Novel popular adalah novel yang popular pada masanya dan banyak masalah yang aktual dan selalu menzaman, namun hanya sampai pada tingkat permukaan. Sastra populer adalah perekam kehidupan, dan tidak banyak memperbincangkan kembali kehidupan dalam serba kemungkinan. Sastra popular yang baik banyak mengundang pembaca untuk mengidentifikasikan dirinya (Kayam, 1981: 88). Novel serius justru harus sanggup memberikan yang serba berkemungkinan, membaca novel serius jika ingin kita memahaminya dengan baik, diperlukan daya konsentrasi yang tinggi dan disertai kemauan. Pengalaman dan permasalahan kehidupan yang ditampilkan dalam novel ini disoroti dan diungkapan sampai ke inti hakikat kehidupan yang bersifat universal. Novel serius mempunyai tujuan memberikan pengalaman yang berharga atau paling tidak mengajaknya untuk meresapi dan merenungkan secara lebih sungguh-sungguh tentang permasalahan yang dikemukakan kepada pembaca. Contoh Hamlet, Romeo dan Juliet, Belenggu, Atheis, Jalan Tak Ada Ujung, Mahabarata, dan Ramayana.

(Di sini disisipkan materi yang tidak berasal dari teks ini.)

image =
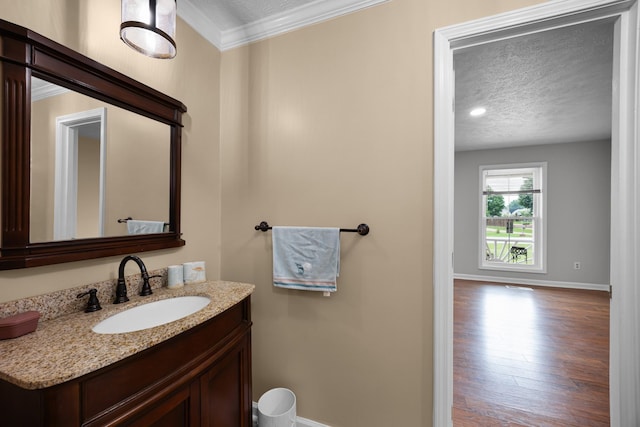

Novel popular lebih mudah dibaca dan lebih mudah dinikmati karena ia memang semata-mata menyampaikan cerita (Stanton, 1965: 2). Berhubung novel populer lebih mengejar selera pembaca, komersial, ia takkan menceritakan sesuatu yang bersifat serius sebab hal itu dapat berarti akan berkurangnya jumlah penggemarnya. Novel serius biasanya berusaha mengungkapkan sesuatu yang baru dengan cera pengucapan yang baru pula. Oleh karena itu, dalam novel serius tidak akan terjadi sesuatu yang bersifat stereotip, atau paling tidak, pengarang berusaha untuk menghindarinya. Novel serius menuntut aktivitas pembaca untuk mengoprasikan daya intelaktualnya. Pembaca dituntut untuk ikut merekonstruksikan duduk persoalan masalah dan hubungan antartokoh. Novel serius juga tidak bersifat mengabdi kepada pembaca, dan memang pembaca novel jenis ini tidak (mungkin) banyak.


Referensi:
Nurgiyantoro, Burhan. 2007. Teori Pengkajian Fiksi. Yogyakarta: Gadjah Mada university Press.